Klaudia Jans-Igancik zakończyła definitywnie karierę tenisową kilka lat temu. Z czasu wspólnych wyjazdów jej córka Aniela ma dużo pamiątkowych zdjęć z Rogerem Federerem, Novakiem Djokoviciem czy siostrami Williams. Dziś Aniela ma 11 lat i z powodzeniem próbuje jak mama grać w tenisa. A Klaudia Jans mam nadzieję, że macierzyństwo w sporcie zostanie w pewien sposób odczarowane  przede wszystkim w oczach osób ze środowiska – trenerów czy sponsorów.

„Kiedyś mówiło się, że kobieta w sporcie nie osiągnie tyle po urodzeniu dziecka, ile mogłaby przed ciążą. Obecnie dziewczyny pokazują, że dzieje się inaczej, a kobieta będąca mamą, jest lepiej zorganizowana i wie, do czego dąży.” – podkreśla była polska tenisistka.

Czy mamuśki na korcie spiszą się dobrze w tegorocznym AO zobaczymy już w najbliższych dniach.

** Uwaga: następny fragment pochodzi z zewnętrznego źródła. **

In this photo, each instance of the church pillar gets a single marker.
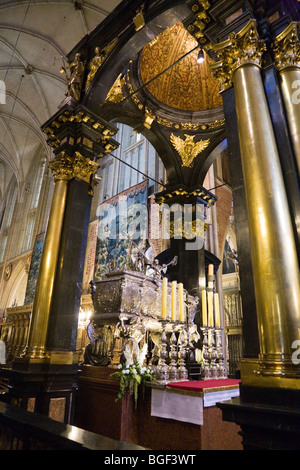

Zwłaszcza, że mama – Carolina Woźniacki już w pierwszej rundzie będzie grała z naszą Magdą Linette. Nie przegapcie też hitów pierwszej rundy turnieju jakim są mecze Igi Świątek z Amerykanką Sofią Kenin i Magdy Fręch z Australijką Darią Seville.

Zaczyna się więc dla nas mocne trzymanie kciuków, i to obowiązkowo.